A bloated take on a bloated BATMAN v SUPERMAN: DAWN OF JUSTICE ULTIMATE EDITION

Batman v Superman

I didn’t like Man of Steel. Zack Snyder’s “down to earth” and “gritty” reboot of Superman was bloated (the entire Krypton sequence was pointless) with a third act that was nothing but destruction porn. Man of Steel refused to concern itself with the consequences of destroying a city and killing thousands of people. And why would it, when ohh look we’re throwing Superman through buildings this is so cool!

When it was announced Snyder would be directing Warner Bros.’ big DC Comics cinematic universe launching pad, Batman v Superman: Dawn of Justice, I cringed. Did the studio learn nothing from Man of Steel? Yes, Snyder had a great visual eye, but he also made Sucker Punch. In short, by choosing Snyder as the de facto leader of the DC cinematic universe, Warner and DC were shooting themselves in the foot before they even started.

Batman v Superman

Pitting Batman and Superman against each other in a film should’ve been a massive event. And it was marketed as such. But the trailers weren’t inspiring, the film was mauled by critics upon release (I refused to see it), and the $872 million worldwide gross against a $250 million budget, not including marketing costs, left Warner with the realization that hindsight is 20/20, and maybe they shouldn’t have given Snyder the keys to the kingdom.

The only hope was this supposed R-rated cut Snyder teased during BvS’s theatrical release. Maybe it would cure all that ailed the theatrical version of the film. When word started trickling out that this “Ultimate Edition” was actually decent, I decided to take the plunge and see for myself.

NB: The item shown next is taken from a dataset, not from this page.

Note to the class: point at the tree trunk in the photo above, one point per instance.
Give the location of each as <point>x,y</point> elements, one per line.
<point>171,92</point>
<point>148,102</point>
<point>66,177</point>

Within the first few minutes, I thought I was in trouble. Did they really need to say this was the “Ultimate Edition” in the opening credits?

Batman v Superman

Things did get better from there, at least for a while. I can’t compare this version to the theatrical cut, but it’s mostly coherent. Much to my surprise, the first two acts of BvS: Ultimate Edition are honestly pretty good. It’s a solid conspiracy/political thriller with a puzzle at the middle that isn’t too complicated or too predictable. What else with BvS: Ultimate Edition worked?

Warning: Some spoilers ahead

The Good

Batman v Superman

Ben Affleck – Bruce Wayne/Batman
Ben Affleck is a fantastic Bruce/Wayne Batman. Murderous rampage gobbledygook aside, BvS perks up every time Affleck is on screen. His take on the character makes no apologies for being a Lothario, does real detective work (which comprise some of the best parts of the film) and wow, does making Bruce Wayne older work wonders with the banter between him and Alfred. If this is what Affleck’s solo Batman movie will be like, we are in for a treat.

Batman v Superman Wonder Woman

Gal Gadot – Diana Prince/Wonder Woman
Wonder Woman is a bit of a mystery, and that’s part of what makes her so much fun. Most of her screen time is devoted to toying with Bruce Wayne, and she’s just playful enough to get under the playboy’s skin. Unraveling the mystery of her origins is one of BvS’s finer subplots.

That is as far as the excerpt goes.